İlk defa bir oyuncu tarafından sahneye eşlik edilmek çok garip bir duyguydu.Ve ben aptalca bir cevap verdim,o ise benden güzel bir cümle bekledi.Cenan adlı oyuncu performansını sergilemeye devam ederken hava almak için oyun alanından sıyrılarak dışarı çıktım.Bu yaşananların hiç biri yaşanmamış gibiydi,yoksa ben bu rüyadan uyanana kadar rüyamın içinde delirmeye devam mı edecektim?
Dışarıda biraz nefes aldığımda Cenan adlı oyuncu arkamda oturmuş sigarasını kutusundan çıkartıyordu.Engel olmak istediğim için önüne geçtim.
"Siz davet ettiğim genc."
"Ta kendisi."
"Adınız ne? Yani adınızla seslenmek için."

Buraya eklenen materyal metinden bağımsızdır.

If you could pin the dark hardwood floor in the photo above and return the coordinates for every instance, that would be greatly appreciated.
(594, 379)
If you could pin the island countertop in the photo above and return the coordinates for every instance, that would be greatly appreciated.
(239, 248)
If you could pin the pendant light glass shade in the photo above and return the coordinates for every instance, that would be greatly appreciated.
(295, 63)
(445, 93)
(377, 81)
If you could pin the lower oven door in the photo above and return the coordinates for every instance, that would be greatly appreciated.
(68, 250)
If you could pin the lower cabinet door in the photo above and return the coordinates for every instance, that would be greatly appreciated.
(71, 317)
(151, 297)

"Adım Arif Güloğlu,memnun oldum."
El uzattığımda elini verdiginde ellerimi sım sıkı tutuyordu,sanki bir daha karşılaşacakçasına.
"Bende."Minik bir tebessüm
Minik bir tebessümü kalbimin hızlıca atmasına,nefes alış verişimin değişmesine neden oluyordu.Yoksa ben aşık mı oluyorum?Daha aşk nedir bilmiyorum.Bu düşünceleri bir kenara bırakarak soru sordum.
"Siz az önce içeride oyununuzu sergilemiyor muydunuz."
Parmağıyla dudağımı bastırarak susmamı sağladı.
"Sessiz ol küçüğüm,sadece küçük bir mola."
Küçüğüm...Küçüğüm..
"Siz daha iyi bilirsiniz tabi."Geriye çekildim
"Siz kelimesini kaldırsak,onun yerine Cenan desek daha uygun olur mu senin içinde."
"Pardon,alışkanlık olmuş özür dilerim."
"Özür dileyeceğin bir şey yapmadın.Neyse benim gitmem gerek Juliet'im bekler beni.Sana kolay gelsin Arif."
Küçüğümden Arif'e ne ara geçmiştik.Ya da ben mi yanılmıştım?